Ayer manifesté mi ignorancia sobre el estado del conflicto laboral del sindicato de académicos de la Universidad de Sonora, y de inmediato INFO-CAJEME me dio la información. Las negociaciones siguen adelante, y de cada aspecto que se trata, la comisión universitaria informa puntualmente al gobierno del Estado sin que haya aún respuesta definitiva.
En realidad, la información es un formulismo porque a las reuniones asisten funcionarios de la Secretaría de Educación y Cultura, concretamente, el Subsecretario de Educación Superior, que se entera de modo directo de cuanto se acuerda.

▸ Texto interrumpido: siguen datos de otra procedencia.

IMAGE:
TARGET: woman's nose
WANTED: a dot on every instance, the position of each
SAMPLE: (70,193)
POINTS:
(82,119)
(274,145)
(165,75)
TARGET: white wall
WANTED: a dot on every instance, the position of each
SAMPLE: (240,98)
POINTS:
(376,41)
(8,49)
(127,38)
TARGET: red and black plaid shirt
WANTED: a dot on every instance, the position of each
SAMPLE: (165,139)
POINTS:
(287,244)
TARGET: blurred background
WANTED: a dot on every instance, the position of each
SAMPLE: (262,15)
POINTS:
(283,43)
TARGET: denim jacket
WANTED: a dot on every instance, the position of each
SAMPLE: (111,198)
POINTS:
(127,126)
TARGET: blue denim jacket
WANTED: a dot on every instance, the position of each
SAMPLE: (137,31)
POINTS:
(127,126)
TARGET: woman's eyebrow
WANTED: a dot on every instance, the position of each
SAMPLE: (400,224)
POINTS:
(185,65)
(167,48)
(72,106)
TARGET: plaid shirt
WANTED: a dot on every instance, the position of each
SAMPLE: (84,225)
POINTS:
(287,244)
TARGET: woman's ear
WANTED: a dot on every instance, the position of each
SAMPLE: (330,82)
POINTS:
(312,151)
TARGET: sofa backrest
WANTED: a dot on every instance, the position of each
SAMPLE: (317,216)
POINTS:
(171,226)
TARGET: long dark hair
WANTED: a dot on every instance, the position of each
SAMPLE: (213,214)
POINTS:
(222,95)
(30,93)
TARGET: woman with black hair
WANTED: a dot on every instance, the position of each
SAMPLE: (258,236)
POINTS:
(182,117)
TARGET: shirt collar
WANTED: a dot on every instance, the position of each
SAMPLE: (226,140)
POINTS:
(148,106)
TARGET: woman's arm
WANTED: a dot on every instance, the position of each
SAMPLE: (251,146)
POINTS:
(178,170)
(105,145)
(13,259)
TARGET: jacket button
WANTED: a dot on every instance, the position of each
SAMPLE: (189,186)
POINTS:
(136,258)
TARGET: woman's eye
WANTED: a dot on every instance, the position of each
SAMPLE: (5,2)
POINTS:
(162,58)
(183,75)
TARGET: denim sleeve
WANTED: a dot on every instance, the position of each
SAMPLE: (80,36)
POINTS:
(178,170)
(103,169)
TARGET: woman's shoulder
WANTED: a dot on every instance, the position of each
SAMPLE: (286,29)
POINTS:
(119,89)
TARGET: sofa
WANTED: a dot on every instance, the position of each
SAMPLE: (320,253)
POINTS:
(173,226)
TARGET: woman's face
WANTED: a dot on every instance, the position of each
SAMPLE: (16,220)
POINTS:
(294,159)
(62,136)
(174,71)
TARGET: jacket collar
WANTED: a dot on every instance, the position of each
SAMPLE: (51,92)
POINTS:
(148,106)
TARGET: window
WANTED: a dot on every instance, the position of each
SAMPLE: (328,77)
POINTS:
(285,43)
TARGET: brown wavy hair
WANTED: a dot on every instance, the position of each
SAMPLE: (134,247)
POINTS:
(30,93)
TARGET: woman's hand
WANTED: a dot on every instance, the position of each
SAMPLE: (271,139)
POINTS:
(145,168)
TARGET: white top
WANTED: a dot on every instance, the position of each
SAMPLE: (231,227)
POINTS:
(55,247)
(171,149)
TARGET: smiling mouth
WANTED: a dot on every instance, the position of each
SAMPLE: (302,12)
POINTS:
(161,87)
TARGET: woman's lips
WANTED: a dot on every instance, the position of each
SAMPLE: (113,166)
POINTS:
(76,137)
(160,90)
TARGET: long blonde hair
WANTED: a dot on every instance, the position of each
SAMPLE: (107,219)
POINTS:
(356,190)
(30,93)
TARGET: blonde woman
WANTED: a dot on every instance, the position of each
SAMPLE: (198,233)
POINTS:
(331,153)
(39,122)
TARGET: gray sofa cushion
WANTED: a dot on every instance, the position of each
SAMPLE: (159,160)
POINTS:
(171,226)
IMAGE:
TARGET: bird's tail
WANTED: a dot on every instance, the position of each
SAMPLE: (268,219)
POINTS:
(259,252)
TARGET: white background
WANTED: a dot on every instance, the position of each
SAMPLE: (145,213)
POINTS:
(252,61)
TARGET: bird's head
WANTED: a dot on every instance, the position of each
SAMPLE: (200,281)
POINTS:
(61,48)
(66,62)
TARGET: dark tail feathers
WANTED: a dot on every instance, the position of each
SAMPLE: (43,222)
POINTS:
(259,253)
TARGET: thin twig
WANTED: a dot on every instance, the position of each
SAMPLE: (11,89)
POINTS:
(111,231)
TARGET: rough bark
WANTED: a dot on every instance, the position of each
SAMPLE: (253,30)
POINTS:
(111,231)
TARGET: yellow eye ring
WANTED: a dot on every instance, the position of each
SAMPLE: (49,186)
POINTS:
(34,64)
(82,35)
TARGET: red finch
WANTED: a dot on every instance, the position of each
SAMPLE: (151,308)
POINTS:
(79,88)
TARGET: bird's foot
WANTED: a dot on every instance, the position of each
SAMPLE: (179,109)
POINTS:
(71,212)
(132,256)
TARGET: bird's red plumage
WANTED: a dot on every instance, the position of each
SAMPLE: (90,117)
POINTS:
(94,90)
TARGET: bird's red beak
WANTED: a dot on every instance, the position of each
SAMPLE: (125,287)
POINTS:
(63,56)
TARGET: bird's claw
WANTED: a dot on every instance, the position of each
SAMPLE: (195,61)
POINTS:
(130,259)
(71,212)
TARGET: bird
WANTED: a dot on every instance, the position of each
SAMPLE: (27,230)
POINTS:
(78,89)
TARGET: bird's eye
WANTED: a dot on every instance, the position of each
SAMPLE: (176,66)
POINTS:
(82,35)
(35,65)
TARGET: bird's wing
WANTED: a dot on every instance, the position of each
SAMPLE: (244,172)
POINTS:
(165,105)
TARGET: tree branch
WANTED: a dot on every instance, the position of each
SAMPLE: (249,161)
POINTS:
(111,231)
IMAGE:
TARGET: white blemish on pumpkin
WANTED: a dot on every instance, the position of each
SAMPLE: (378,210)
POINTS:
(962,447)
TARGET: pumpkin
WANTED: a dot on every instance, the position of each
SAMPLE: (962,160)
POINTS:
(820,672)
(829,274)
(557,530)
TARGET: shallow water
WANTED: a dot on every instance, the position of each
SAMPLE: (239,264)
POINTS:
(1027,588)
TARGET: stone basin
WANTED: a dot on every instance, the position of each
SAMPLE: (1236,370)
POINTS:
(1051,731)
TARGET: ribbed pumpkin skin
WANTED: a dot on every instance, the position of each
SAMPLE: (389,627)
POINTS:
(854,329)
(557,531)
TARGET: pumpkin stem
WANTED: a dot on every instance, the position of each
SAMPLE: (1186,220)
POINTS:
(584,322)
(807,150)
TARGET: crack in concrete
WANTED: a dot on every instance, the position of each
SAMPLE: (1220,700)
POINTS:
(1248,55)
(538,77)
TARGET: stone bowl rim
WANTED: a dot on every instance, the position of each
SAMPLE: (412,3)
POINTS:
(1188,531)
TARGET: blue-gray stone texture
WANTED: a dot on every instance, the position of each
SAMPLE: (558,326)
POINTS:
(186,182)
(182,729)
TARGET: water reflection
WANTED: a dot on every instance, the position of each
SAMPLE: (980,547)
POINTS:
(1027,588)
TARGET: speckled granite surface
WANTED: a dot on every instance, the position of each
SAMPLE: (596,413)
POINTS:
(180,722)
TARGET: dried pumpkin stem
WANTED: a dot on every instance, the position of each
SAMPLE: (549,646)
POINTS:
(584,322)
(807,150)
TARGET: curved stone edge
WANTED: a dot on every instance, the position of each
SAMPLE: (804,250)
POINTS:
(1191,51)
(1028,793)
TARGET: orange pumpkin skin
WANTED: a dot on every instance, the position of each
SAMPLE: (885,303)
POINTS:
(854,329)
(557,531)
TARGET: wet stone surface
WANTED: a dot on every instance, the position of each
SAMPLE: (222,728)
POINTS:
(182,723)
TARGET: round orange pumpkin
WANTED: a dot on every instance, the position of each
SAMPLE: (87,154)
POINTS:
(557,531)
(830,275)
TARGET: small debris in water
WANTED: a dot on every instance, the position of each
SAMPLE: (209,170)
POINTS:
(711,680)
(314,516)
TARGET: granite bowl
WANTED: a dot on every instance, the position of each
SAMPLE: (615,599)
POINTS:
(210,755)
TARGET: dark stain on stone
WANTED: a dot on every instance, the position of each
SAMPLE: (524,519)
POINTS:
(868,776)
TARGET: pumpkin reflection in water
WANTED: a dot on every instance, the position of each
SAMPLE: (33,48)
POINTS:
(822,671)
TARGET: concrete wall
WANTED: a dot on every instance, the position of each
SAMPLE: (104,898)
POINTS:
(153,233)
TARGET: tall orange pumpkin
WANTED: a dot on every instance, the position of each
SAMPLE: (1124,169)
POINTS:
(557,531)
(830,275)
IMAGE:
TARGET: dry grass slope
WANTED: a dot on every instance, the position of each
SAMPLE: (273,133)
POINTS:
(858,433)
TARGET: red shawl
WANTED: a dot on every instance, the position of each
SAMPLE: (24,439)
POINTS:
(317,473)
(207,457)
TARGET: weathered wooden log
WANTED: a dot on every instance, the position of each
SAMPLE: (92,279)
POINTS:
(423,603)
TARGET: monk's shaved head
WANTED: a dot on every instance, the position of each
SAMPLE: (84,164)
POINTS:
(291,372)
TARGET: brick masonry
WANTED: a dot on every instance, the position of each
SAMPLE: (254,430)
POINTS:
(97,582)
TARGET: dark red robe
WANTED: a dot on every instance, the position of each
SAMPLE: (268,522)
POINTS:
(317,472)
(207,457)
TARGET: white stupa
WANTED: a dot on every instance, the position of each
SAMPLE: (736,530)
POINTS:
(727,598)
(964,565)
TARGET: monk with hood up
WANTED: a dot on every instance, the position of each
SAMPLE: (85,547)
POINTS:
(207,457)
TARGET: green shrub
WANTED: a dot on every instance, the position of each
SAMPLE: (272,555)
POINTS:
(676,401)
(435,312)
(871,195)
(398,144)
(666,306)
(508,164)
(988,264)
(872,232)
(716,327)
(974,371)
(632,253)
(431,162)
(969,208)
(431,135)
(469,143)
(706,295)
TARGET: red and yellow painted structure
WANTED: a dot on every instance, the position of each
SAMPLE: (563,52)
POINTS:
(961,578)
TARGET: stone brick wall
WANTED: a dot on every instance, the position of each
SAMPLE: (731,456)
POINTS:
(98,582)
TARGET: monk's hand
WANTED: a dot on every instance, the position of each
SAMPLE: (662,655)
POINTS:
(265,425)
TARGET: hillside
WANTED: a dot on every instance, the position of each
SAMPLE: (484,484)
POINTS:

Lo que es evidente es que el sindicato sigue a la letra la táctica que tantas huelgas originó el siglo pasado, cuando se plantea el aumento salarial. A los líderes se les demostraba con claridad que el presupuesto de la Casa de Estudios sólo aguantaba moderados incrementos pero carece de recursos mayores a qué acudir, como es el caso de las empresas privadas. Y metidos en ese callejón sin salida no titubeaban en decir a la contraparte: tú, Universidad, no tienes dinero para darnos el aumento que exigimos, pero sí el gobierno: pídeselo. ¡Cómo si no tuviera el gobierno otros mil rubros que atender!
Queda, sin embargo, una posibilidad de arreglo: que ocurra un milagro.
LA DIPLOMACIA, EL CAMINO
La diferencia del gobierno de Perú con el de la presidenta Sheinbaum, es cosa menor. Pudiera ser que lo que buscan los peruanos es quedar bien con el presidente gringo, lengua suelta que ofende a México con sus declaraciones un día sí y otro también.
La señora Presidenta anunció que está por arribar a México un grupo de funcionarios de Brasil –luego vendrá el mero Presidente--, y que vengan varios indica que no se trata sólo de una visita protocolaria, sino de trabajo.
Que el vecino del norte sea un Hitler reprimido, no significa que los mexicanos habremos de responder a sus dislates con otros dislates. El ejercicio diplomático nos marca un camino, el de hacernos fuertes con la unión de otras naciones libres y democráticas.